In the "Case Study" classification, emphasis is placed on papers that utilize established ML methods to formulate prescriptive analytics for specific health conditions, thereby deviating from the primary focus on medical treatment prescriptions. The "Predictor Proposal" section includes papers dedicated to suggesting metrics for assessing prescriptive analytics.

The distribution of the Data Science phases involved in the selected works is presented in Fig 4. The discussion of the reviewed works is presented in the following section.

Fig. 4 Selected works by phases involved. Source: Own elaboration 

6 Discussion

The organization of this section is as follows: initially, the findings from each group of works are described; subsequently, specific aspects of some of the works are commented on; and finally, a general discussion is presented where the research questions are addressed.

Surveys and Reviews

Most of the studies identified in the literature are related to predictive and descriptive analytics, with only a limited number pertaining to prescriptive analytics. This observation aligns with findings reported by other reviewers (Islam et al., 2018). A recurrent theme across all reviewed works is the emphasis on personalized care as an emerging field of application, highlighting the interdisciplinary nature of these studies.

Various researchers have proposed different classifications in their systematic literature reviews (SLRs) (Baron, 2021; Islam et al., 2018; Khalifa, 2018). One classification is based on the utility of different types of analytics: descriptive, predictive, and prescriptive.

However, the classification of analytics remains an open point within the Data Science process, as some works also mention other types, such as diagnostic and discovery analytics (Khalifa, 2018) or comparative analytics (Baron, 2021).

Another classification focuses on how analytics can enhance the organizational decision-making process, covering areas such as scheduling policies, resource matching, service paths, and diagnostics (Baron, 2021; Islam et al., 2018). Further proposals for classification are based on the applications of analytics within healthcare fields such as public health, administration, or mental health (Islam et al., 2018). The studies retrieved for analysis demonstrate a diverse range of considerations.

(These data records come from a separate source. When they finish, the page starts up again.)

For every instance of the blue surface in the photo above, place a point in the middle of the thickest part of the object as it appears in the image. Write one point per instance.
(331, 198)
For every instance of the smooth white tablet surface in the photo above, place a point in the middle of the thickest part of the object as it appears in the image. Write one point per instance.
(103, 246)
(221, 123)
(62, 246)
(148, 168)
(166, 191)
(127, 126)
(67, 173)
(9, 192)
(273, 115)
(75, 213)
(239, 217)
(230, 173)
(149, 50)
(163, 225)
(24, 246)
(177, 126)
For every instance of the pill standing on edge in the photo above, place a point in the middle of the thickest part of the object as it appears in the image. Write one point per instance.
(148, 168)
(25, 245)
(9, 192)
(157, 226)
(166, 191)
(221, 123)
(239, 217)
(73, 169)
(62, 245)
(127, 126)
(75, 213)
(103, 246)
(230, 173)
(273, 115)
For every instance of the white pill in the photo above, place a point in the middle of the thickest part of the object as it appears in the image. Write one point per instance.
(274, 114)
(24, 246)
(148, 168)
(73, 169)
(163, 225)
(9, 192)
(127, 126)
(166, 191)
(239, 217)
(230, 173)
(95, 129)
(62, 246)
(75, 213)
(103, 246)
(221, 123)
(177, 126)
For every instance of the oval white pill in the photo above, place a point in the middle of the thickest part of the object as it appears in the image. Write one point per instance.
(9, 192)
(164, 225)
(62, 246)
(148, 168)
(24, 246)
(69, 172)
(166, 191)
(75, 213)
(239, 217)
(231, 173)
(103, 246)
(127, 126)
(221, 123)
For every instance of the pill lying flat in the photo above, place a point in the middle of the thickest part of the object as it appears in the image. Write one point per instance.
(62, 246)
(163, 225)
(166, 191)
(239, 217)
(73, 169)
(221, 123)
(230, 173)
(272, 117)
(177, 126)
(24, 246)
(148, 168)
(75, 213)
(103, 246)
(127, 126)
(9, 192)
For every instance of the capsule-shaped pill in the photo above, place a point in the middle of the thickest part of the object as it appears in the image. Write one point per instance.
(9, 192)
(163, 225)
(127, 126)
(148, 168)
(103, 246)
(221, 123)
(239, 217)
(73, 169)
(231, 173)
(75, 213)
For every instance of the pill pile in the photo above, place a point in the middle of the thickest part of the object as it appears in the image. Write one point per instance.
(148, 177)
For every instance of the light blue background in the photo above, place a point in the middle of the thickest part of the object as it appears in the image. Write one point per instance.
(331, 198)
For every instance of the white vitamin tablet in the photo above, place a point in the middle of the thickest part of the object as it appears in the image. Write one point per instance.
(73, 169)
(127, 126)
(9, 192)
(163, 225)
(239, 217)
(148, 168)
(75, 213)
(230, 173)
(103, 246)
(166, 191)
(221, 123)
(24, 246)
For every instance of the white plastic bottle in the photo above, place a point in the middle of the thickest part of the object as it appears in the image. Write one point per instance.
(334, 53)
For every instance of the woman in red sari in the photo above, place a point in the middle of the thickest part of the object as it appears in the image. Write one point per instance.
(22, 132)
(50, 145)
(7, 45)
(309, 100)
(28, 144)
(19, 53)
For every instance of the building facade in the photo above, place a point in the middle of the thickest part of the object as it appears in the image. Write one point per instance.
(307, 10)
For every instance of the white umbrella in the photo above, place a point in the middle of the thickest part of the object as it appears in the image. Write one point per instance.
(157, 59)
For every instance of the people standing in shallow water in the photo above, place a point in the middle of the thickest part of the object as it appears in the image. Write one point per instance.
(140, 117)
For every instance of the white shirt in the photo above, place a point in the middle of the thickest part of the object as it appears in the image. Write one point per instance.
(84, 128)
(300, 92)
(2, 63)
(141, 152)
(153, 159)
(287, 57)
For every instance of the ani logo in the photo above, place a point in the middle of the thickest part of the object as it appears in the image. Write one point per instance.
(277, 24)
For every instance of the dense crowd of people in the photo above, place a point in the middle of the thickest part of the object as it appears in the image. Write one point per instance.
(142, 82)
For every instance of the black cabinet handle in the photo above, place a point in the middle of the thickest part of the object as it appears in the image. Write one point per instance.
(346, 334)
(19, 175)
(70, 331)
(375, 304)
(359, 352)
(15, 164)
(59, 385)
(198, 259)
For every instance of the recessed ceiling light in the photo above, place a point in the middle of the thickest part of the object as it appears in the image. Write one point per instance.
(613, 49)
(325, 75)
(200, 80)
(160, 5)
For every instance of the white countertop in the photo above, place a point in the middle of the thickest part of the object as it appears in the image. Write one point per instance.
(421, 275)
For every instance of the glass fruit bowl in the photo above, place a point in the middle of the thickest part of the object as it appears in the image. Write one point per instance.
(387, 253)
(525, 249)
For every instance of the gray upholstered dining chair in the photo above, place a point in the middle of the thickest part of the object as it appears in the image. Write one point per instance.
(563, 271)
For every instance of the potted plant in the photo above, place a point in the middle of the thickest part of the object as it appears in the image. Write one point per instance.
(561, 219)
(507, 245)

Some studies do not focus on any particular approach (Islam et al., 2018; Mehta et al., 2019), while others concentrate on specific methodologies or subareas (Li et al., 2023), or encompass all retrievable content (Baron, 2021; Islam et al., 2018). Moreover, the strategies for advancing towards the development of prescriptive analytics vary. One strategy involves applying optimization techniques, such as data mining, to predictive models generated by any method (Baron, 2021). Another strategy suggests that a process incorporating a prescriptive analytics perspective should be adopted from the outset (Islam et al., 2018).

Regarding the types of works, the majority focus on the development and validation of algorithms, followed by topics such as evaluation metrics, governance, and data sources (Aceto et al., 2020; Denton, s/f; Mehta et al., 2019; Thapa and Camtepe, 2021).

The primary application areas for analytics are in oncology, neurology, and cardiology (Mehta et al., 2019); however, more recent works explore the application of methods to other conditions such as diabetes and dengue (Hoyos et al., 2021; Meng et al., 2020; Zheng et al., 2021).

There is a discrepancy in the scope of analytics considered in these studies, ranging from thousands of works analyzed encompassing all types of analytics (Mehta et al., 2019), to hundreds of works considering additional areas beyond healthcare (Aceto et al., 2020), to just a few specifically focusing on prescriptive analytics (Denton, s/f).

Among these studies, the need to incorporate contemporary technologies such as the Internet of Things, big data, and fog and cloud computing is recognized as crucial for enriching the context for decision-making processes (Aceto et al., 2020).

Additionally, the absence of existing regulations bridging the gap between regulation and innovation in the context of medical data is highlighted (Aceto et al., 2020; Denton, s/f; Thapa and Camtepe, 2021). Furthermore, the importance of deriving analytics from observational and longitudinal data and addressing bias is emphasized (Denton, s/f).

Research and Journal Works

The term "prescriptive methodology" was found, up to the point of the systematic literature review (SLR), in two significant works (Bertsimas et al., 2020; Hoyos et al., 2021). Bertsimas et al. propose a prescriptive methodology for the personalized treatment of coronary artery disease patients using data from Electronic Medical Records (EMR).

They introduce an algorithm called ML4CAD, which integrates various machine learning predictive models through a voting mechanism, trained on data from 21,460 patients.

The effectiveness of the algorithm is evaluated using two novel metrics they propose: prescriptive effectiveness (PE) and prescriptive robustness (PR). Experimental results show a 24.11% improvement in potential adverse effect time compared to baseline treatments (Bertsimas et al., 2020).

To address missing values in 7,962 records, the authors generated artificial data based on each patient's context derived from EMR data. For descriptive analytics, k-NN clustering was performed to classify Time to Adverse Events (TAE) within 2-, 5-, and 10-year periods. For predictive analysis, five different tree-based methods were applied, including logistic regression, random forest, boosted trees, CART, and Optimal Classification Trees (OCT), using 31 characteristics. The data was randomly split to evaluate sensitivity.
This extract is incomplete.